It was a matter of time. In 2005 and while studying the European mink on the banks of the Aragón River, biologist Juan Carlos Ceña realized that something didn’t fit. There were felled trees, remains of forage, footprints, burrows and very specific droppings: it was just what one would expect to find in the vicinity of a beaver community.
But there were no beavers in Spain. Everyone knew that.
The strange story of the Iberian beavers. For years, researchers have debated whether the last specimens disappeared in the 17th century, the 18th century, or even the 19th century. In the end, the consensus is that the only evidence available They place them in the 2nd century BC. After that moment, no one knows what happened to the peninsula’s beavers.
Therefore, what Ceña had just discovered was a bombshell. But, as soon as they started investigating it, they realized that there was a lot of fabric to cut. Sometime in the spring of 2003, someone illegally introduced 18 European beavers from Bavaria. Nobody knows for sure who he was or why he did it.
But we know that it continued to be done. Today, there are beavers in the Tagus and the Guadalquivir. And of course we know that your beaver expansion it’s not natural. In 2023, biologist Teresa Calderón calculation that the Tormes beavers would have taken 40 years to get there by their own means from the closest documented population.
The Andalusian case is more bloody: there is no way for the beavers to travel on their own the 365 kilometers of southern subplateau between the stretch of the Guadalquivir where they were found in 2023 and the closest point where we had previously found them.

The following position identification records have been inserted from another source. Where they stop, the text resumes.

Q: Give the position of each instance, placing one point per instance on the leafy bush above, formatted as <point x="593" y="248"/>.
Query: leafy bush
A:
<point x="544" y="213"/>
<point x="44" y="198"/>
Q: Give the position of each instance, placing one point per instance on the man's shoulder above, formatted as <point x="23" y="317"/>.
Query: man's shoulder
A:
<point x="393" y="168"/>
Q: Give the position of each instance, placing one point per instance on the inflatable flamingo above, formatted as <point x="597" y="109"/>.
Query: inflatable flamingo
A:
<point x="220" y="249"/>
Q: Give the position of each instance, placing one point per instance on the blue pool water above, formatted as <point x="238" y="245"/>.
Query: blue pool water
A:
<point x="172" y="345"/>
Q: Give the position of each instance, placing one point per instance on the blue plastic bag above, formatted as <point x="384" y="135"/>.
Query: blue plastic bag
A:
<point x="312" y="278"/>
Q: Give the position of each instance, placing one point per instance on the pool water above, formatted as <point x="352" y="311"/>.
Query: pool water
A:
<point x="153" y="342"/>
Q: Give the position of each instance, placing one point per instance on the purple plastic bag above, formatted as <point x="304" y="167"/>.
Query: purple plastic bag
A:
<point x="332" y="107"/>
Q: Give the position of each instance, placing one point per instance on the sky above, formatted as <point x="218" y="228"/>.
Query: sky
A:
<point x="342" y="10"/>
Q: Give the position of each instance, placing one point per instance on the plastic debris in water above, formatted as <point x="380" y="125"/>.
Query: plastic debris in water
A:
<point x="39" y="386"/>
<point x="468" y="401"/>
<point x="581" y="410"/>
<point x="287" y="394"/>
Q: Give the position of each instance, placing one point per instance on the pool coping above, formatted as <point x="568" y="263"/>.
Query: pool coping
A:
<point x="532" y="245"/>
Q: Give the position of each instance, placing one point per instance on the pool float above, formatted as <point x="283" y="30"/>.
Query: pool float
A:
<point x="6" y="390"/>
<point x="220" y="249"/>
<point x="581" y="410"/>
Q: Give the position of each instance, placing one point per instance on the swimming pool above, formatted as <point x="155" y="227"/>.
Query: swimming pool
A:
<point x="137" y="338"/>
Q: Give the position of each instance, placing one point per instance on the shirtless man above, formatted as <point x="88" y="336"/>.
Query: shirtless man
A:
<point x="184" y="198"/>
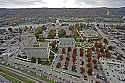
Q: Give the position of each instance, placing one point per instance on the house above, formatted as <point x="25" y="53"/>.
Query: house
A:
<point x="66" y="42"/>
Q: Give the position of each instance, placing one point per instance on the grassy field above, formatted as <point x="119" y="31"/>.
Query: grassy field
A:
<point x="10" y="78"/>
<point x="14" y="77"/>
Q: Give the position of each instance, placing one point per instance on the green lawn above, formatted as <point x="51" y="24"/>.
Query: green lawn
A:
<point x="10" y="78"/>
<point x="15" y="77"/>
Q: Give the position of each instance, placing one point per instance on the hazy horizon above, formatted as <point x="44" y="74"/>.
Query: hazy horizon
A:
<point x="61" y="3"/>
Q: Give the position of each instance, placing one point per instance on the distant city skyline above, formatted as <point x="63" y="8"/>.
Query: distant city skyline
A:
<point x="61" y="3"/>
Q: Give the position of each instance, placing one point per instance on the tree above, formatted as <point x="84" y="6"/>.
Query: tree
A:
<point x="110" y="48"/>
<point x="10" y="29"/>
<point x="39" y="60"/>
<point x="89" y="71"/>
<point x="39" y="30"/>
<point x="51" y="34"/>
<point x="105" y="41"/>
<point x="33" y="60"/>
<point x="62" y="33"/>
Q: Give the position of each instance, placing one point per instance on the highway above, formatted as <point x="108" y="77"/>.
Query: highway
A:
<point x="19" y="73"/>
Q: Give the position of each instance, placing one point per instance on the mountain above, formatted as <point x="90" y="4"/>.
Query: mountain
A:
<point x="75" y="12"/>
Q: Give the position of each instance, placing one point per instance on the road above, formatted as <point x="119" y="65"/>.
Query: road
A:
<point x="36" y="80"/>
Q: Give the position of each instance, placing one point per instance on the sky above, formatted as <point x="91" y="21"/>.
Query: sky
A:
<point x="61" y="3"/>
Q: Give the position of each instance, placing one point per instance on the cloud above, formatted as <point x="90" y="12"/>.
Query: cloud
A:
<point x="21" y="3"/>
<point x="61" y="3"/>
<point x="103" y="3"/>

The ‘beaver bombing’ was a reality. But the worst was not (only) that: the worst was that, once they reached a river, they were there to stay. As soon as they took root in an area, they did not abandon it: if in 2007 they had already ‘conquered’ 60 kilometers of riverbank, by 2023 the beavers were already in Mequinenza and the lower stretch of the Ebro.

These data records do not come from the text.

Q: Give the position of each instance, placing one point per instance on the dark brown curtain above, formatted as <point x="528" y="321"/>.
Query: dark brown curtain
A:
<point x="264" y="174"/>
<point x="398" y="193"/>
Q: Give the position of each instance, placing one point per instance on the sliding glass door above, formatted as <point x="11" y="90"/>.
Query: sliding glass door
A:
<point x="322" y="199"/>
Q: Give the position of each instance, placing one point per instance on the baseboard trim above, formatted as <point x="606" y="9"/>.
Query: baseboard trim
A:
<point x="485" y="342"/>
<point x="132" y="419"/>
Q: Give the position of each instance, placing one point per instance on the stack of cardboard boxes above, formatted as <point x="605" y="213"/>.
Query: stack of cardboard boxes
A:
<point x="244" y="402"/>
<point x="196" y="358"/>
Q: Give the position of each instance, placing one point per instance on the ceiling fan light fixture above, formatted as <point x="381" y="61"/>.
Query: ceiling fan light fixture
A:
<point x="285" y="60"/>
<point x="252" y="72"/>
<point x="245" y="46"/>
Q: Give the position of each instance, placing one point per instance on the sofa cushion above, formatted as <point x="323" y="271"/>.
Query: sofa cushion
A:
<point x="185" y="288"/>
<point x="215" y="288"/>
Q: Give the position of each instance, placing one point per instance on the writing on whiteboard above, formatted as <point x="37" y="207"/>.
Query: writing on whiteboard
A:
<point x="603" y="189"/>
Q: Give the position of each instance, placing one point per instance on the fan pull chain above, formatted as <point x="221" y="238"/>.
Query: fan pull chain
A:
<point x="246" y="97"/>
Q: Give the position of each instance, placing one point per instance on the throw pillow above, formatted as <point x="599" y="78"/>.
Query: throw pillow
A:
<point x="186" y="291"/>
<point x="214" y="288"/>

It was a matter of time before they arrived in Catalonia and the news is that they have already arrived. The Center for Ecological Research and Forestry Applications has confirmed the presence of the beaver in the Segrià region, in the province of Lleida.
Good news. And I’m not talking about the expansion of the beaver. That, today, is neither good nor bad news. It just is. I’m talking about, according to a handful of recent articles, “Beavers can turn river corridors into permanent carbon sinks“That is, they can be a climate ally that helps us recharge aquifers, purify water naturally and help in the recovery of wetlands.
It is the ecological version of the old Castilian saying that “when God closes a door, he opens a window.” And thank goodness, because invasive species are here and we will not be able to get rid of them.